Warming up in Venice

FLC choirs make music in Italy

In one of the world’s great public spaces, Piazza San Marco in Venice, Fort Lewis College students huddled in a tight circle. It was mid-May, and in one hour the singers would perform for evening Mass in St. Mark’s Basilica. A soft, buttery light made the church look like a medieval spice box with five domes and glittering mosaics.

After a long day of sight-seeing, the singers needed to warm up and change into black concert attire.

No rehearsal hall was available, and many wore black all day. Others had to get creative, such as freshman Wendy Smith, 19, a business administration major from Portland, Oregon, who made an open-air costume change by sliding her long concert dress over a light summer dress, which she then slipped off from underneath.

At 6 p.m., Charissa Chiaravalloti, director of FLC choirs, pulled the singers together. A very public space would have to serve as a private rehearsal hall.

“We’re going to warm up here,” she said with a smile.

Chiaravalloti organized the first European performance tour in the college’s history. From her chamber, concert and men’s choirs, she gathered 48 singers. Most were current students, a few had recently graduated, and three of us would qualify as senior-senior members: Shauna Blaylock, Steve Blaylock and myself.

The FLC choirs performed in two Catholic Masses in Venice and Bologna and one formal vesper service in Salzburg. Mini concerts took place in Rome’s Pantheon and Assisi’s cathedral. A complete concert concluded the trip in a spectacular chapel within the Vincentium, a senior residence in Munich. One spontaneous concert took place in Orsanmichele, a quiet but famous Florentine guild-hall-turned-church from the 14th century.

Warmups generally took place on the bus or in a rehearsal room. The longest turned out to be a chant workshop with Janos Czifra, music director for Salzburg Cathedral. Budapest-born and educated, Czifra has been Salzburg’s kapellmeister for most of his professional life. When he distributed copies of medieval and contemporary church music, the FLC singers realized they would be expected to sing it at the vesper service later that day.
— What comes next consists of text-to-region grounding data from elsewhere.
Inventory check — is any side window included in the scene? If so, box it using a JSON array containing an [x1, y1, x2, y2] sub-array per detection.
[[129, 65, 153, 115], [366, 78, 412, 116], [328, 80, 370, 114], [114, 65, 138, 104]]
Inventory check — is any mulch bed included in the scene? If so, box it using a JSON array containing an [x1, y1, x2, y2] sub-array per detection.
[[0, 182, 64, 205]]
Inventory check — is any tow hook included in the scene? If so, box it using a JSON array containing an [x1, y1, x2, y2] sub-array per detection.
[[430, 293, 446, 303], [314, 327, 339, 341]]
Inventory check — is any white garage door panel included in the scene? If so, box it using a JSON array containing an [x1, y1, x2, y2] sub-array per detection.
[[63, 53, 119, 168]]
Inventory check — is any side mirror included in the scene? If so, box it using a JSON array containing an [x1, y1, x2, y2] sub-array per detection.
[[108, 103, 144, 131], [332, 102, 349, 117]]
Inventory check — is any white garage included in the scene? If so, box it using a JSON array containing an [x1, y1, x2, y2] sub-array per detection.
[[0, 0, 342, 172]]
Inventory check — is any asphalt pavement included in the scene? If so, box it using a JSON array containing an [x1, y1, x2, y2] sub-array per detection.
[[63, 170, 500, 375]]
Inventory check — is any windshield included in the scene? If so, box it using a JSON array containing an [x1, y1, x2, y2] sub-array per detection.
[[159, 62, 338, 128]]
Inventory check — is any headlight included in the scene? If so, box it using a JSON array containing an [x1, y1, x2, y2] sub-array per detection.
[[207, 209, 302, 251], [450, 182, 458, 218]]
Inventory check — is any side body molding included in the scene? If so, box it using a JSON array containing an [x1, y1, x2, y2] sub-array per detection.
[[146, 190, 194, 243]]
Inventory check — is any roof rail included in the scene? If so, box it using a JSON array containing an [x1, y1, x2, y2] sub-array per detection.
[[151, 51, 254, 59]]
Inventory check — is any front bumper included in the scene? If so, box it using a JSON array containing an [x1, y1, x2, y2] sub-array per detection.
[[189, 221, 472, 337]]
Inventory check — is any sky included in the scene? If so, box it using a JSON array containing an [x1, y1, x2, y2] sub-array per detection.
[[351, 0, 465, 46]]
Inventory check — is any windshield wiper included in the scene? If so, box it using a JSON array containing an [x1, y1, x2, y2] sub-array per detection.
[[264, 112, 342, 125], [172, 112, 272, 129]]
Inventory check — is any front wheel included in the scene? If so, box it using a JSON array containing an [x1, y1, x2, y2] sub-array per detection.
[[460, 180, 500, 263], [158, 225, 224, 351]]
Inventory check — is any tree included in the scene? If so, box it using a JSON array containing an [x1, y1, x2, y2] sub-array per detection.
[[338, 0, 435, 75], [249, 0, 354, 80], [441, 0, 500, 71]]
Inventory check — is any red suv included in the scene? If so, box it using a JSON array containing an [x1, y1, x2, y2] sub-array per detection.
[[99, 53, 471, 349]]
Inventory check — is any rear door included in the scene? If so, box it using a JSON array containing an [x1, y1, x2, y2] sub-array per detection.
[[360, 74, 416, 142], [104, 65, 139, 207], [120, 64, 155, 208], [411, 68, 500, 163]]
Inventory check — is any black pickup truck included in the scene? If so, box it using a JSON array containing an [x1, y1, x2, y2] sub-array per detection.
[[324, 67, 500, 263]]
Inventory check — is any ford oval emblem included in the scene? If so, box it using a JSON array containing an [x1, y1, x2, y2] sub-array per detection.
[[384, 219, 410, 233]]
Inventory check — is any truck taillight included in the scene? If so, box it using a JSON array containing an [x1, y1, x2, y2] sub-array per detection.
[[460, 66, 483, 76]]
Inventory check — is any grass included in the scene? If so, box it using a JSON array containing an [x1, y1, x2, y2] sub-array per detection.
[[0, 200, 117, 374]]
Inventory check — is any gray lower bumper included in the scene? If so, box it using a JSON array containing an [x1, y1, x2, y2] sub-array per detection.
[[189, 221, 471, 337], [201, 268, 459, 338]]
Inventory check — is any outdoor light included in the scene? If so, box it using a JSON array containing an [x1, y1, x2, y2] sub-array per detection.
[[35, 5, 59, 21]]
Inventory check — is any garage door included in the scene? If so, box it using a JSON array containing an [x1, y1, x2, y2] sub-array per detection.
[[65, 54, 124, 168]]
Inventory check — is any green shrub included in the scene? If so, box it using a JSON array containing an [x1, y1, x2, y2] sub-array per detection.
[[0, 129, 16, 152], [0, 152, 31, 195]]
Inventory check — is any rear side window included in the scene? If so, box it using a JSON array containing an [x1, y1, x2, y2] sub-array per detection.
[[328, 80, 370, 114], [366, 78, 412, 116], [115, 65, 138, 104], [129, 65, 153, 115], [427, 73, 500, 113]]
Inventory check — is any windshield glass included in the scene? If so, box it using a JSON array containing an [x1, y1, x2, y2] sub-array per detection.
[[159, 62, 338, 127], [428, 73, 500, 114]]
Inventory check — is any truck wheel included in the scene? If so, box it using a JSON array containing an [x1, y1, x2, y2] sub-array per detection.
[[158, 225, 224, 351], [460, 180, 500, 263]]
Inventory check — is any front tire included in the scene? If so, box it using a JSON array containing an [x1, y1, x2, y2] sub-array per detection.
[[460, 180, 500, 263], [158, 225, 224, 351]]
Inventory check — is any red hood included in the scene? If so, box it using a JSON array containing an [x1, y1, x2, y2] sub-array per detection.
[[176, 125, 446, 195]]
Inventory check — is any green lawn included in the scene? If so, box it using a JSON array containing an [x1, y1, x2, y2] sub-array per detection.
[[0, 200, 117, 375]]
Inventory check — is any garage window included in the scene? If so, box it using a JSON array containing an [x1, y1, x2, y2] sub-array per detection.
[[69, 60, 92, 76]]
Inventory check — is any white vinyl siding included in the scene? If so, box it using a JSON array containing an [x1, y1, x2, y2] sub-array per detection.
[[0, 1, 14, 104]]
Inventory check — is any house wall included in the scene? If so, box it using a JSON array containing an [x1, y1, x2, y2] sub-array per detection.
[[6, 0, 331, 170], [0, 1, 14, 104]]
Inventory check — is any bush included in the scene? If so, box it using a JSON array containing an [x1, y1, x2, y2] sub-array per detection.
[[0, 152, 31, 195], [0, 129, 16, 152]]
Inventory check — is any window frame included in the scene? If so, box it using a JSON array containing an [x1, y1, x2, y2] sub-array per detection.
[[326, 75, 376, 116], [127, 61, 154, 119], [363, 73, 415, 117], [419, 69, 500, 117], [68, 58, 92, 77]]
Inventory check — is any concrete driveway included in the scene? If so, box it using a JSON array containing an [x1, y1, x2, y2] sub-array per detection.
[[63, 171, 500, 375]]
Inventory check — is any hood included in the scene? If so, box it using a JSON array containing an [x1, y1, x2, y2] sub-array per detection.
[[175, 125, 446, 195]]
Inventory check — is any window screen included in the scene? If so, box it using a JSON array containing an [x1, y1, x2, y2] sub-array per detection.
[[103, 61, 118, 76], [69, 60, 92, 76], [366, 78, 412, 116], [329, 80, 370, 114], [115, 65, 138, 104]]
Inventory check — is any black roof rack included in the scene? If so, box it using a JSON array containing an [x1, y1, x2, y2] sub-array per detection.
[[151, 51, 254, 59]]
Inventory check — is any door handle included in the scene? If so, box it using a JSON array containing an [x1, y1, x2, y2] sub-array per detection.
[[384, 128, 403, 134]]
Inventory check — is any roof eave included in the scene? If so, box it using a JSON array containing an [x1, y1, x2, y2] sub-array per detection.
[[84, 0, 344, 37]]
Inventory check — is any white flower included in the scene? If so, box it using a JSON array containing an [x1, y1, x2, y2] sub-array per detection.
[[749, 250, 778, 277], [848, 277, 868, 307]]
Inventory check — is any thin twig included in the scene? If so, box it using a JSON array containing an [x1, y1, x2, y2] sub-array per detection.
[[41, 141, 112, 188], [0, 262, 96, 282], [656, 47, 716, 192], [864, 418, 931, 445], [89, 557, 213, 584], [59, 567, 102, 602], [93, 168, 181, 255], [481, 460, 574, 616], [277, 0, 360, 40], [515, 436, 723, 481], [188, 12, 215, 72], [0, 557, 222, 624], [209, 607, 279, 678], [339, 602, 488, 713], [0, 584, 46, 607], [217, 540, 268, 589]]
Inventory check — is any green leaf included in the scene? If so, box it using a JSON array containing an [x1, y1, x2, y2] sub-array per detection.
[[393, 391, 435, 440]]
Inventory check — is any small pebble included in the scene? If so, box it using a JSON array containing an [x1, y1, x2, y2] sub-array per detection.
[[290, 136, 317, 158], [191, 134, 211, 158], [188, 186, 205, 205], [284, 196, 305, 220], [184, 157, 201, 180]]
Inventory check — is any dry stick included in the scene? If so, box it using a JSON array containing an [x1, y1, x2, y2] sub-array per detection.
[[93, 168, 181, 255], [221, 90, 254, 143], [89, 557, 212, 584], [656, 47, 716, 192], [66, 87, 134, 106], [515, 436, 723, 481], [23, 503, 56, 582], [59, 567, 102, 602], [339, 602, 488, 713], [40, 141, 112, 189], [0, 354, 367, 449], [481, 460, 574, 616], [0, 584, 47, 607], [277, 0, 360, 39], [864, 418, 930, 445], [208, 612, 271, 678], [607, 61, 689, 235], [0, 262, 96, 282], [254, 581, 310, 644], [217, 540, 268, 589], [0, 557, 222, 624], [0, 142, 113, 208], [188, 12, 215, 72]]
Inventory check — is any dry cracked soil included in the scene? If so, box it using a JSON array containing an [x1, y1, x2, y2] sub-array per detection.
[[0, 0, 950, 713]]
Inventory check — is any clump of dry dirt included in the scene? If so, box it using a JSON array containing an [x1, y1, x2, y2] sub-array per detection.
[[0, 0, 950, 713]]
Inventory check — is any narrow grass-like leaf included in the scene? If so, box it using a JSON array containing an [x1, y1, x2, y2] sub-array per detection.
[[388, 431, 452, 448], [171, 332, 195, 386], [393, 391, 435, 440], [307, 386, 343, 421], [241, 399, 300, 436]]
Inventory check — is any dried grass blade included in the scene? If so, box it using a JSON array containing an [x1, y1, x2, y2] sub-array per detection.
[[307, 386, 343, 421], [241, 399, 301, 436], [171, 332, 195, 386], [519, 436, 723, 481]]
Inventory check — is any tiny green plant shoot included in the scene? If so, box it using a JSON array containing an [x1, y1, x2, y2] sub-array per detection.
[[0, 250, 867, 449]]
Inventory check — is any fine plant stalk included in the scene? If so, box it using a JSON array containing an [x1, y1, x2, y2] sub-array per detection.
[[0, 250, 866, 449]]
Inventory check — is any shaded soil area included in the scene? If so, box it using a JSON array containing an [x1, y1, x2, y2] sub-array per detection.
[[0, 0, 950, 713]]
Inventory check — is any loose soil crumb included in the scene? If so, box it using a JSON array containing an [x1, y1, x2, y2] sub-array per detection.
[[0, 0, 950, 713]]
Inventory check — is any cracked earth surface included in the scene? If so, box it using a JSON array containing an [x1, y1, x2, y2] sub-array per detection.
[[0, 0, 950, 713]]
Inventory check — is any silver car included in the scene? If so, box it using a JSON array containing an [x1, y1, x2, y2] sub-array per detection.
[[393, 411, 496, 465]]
The service went well, augmented by five members of the Salzburg choir. For the second time on the tour, the choir sang “Grace,” a new work composed by Chiaravalloti for Sr. Helen Prejean last fall during the college’s Common Reading Experience.

Abroad, the choir performed “Grace” first in Assisi Cathedral, then again in Salzburg, which may have been the optimal rehearsal experience.

Venice was the most memorable.

In the piazza, Chiaravalloti simply said, “We’re warming up here,” and launched basic exercises. By the time she added loose vocal sirens, a crowd had gathered. Every musical blip drew applause.

At 6:50, Chiaravalloti led us to a side entrance and signaled for silence. We filed through evening light past the main altar and walked down narrow stone steps to a small chapel in the crypt.

About 50 worshippers sat on benches facing the altar. At 7 p.m., a priest whirled in and began the rosario with prayers to the Virgin Mary.

Chiaravalloti conducted four works and concluded the service with a contemporary version of “Ave Maria.”

Still, it wasn’t quite enough for her, so she asked permission to sing one work upstairs in the great basilica. The sexton agreed with conditions– four minutes, standing.

Filing up the narrow staircase, we quickly formed random rows facing the high altar. We sang “Let Thy Holy Spirit,” a full-bodied Russian Orthodox anthem.

Four minutes later, we left and hurried past the Ducal Palace, heading for the vaporetto landing. Our boat transferred us to an enormous parking lot where our bus waited.

We rode back to Bologna mostly in silence – a significant contrast to the often rowdy buzz that powered us all over Italy.